May 3, 2015
by John A.K. Boyd, MD
- the Bible was not the literal Word of God, but the invention of the prophet, Ezra;
- Jesus performed no actual miracles;
- the story of Jesus’ resurrection was a myth;
- if Moses actually existed at all, he was a better politician and magician than Jesus and that Mohammed had been better than either;
- Jesus was an imposter;
- God, nature and the world were one, and had existed since eternity.
...if history and our own lives are rife with examples of church failures, problems and pain, why do we need this community we call “church”?
...could it be that God’s primary intention for the Church is that it be a school or training ground for forgiveness?
Trying to second-guess God’s purposes can be a bit dicey, but since I’m a doctor (and we often play God) I thought I’d give it a whirl. Some of the unique benefits of participation in a church community seem rather obvious: the experiences of transcendence that sometimes occur during corporate worship – particularly the sharing of Eucharist and music; the mutual support we garner during times of joy and sorrow such as baptisms, weddings, and funerals; the healings experienced in corporate prayer and the laying-on of hands; the learning and sharing of a common Biblical narrative that forms our identity, and helps make sense of our humanity and our relationship to our Creator.
But it occurs to me, that there may be an even more important reason for those of us trying to follow Jesus to participate in a church. According to Jesus, there are only two things that are really important in life, two things that we really need to learn: 1) to love God, and 2) to love our neighbor as ourselves. According to today’s epistle from IJohn, we learn to love God by loving other humans – all other humans. But we need a place to start, and most of us can’t begin by loving neo-Nazis, ISIS militants or even our own politicians. We need to start with the basics. The first basic, the prerequisite to love according to Jesus, is forgiveness. We can’t really love others until we have learned to forgive them when they have hurt us. So, could it be that God’s primary intention for the Church is that it be a school or training ground for forgiveness? I think it might be so.
...our brothers and sisters occasionally, if not frequently, fail us, and we fail them, because we are, in spite of being Christians, imperfect human beings who are often self-serving.
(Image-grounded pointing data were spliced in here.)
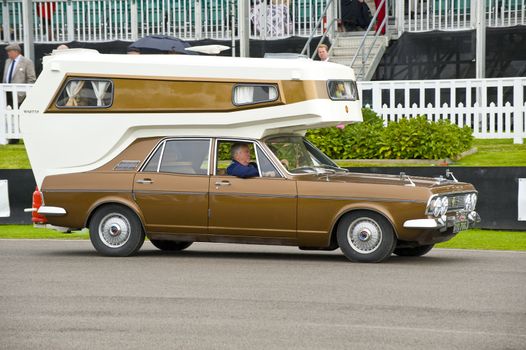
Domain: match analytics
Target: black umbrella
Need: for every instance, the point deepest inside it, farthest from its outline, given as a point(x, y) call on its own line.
point(161, 44)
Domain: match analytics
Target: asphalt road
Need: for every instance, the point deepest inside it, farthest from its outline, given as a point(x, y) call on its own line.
point(62, 295)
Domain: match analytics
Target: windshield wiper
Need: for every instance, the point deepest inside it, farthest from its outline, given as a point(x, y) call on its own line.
point(326, 166)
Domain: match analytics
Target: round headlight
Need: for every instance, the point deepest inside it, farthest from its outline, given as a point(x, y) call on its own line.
point(468, 203)
point(436, 206)
point(473, 201)
point(444, 206)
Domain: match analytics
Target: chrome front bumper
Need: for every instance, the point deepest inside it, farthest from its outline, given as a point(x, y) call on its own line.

The imperfect community of Jesus’ followers, what we now call the Church, is ironically the perfect environment in which to practice and experience forgiveness leading to love. Forgiveness can certainly be tough – but not as tough as we often think. In my own case, I did forgive my church of origin and have continued to love and respect my friends and family who are still participating in that Christian tradition. Doing so, however, was not the result of heroic spiritual effort on my part. Forgiving my church happened slowly, almost mystically, over several years as I continued to muddle along my own spiritual path in other Christian communities. Of course, part of that forgiveness was coming to understand that I had misjudged my church – coming to understand that some of those folks were not just interested in being doctrinally correct. Some of them sat with my mother, prayed with her and read her the Psalms as she lay dying. Some of them prayed for my nephew while he served a 20-year prison sentence for the murder of a homeless man, gave him a good job when he got out of prison, and helped him rebuild a life from ashes. My church helped me understand the fallibility of my moral assessments of other people. It taught me to be less righteous about my resentments and grudges –especially those that were fueled by my perception of motives I had imputed to others. Forgiving my church was, I think, the work of the Holy Spirit mediated through the lives of other Christians who forgave, loved and mentored me along the way.
And what about here and now? In case you hadn’t noticed, St. Mark’s is an imperfect Christian community. It is also a place where we have legitimate expectations of our sisters and brothers – expectations that we do not and will not consistently meet. But it is a place where many of us have continued to experience forgiveness and genuine love – in spite of our warts. In this season of transition, I hope we can realize that what we need to do is probably not rocket science. The grace to continue forgiving and loving one another comes from being connected to (or as John says “abiding in”) the Jesus Vine – and thus connected to the other branches. The pruning described in today’s gospel is not about us cutting the bad people out of the church – it is about our choices to remain connected and about God removing the sickly, dying pieces of detritus from each of us so that we all can flourish communally in God’s vineyard. But we must stay connected to each other through Jesus. To do so, we will probably, as Stanley Hauerwas has written, “have to break our habit of having church in such a way that people are deceived into thinking that they can be Christians and remain strangers.” The practices that keep us from remaining strangers, practices that help us remain connected to each other as branches on the Vine are, fortunately few and relatively simple: worshiping together, praying together, eating together, studying together, playing together – and perhaps even putting a few more shekels in the collection plate. Mostly, I think we just need to show up.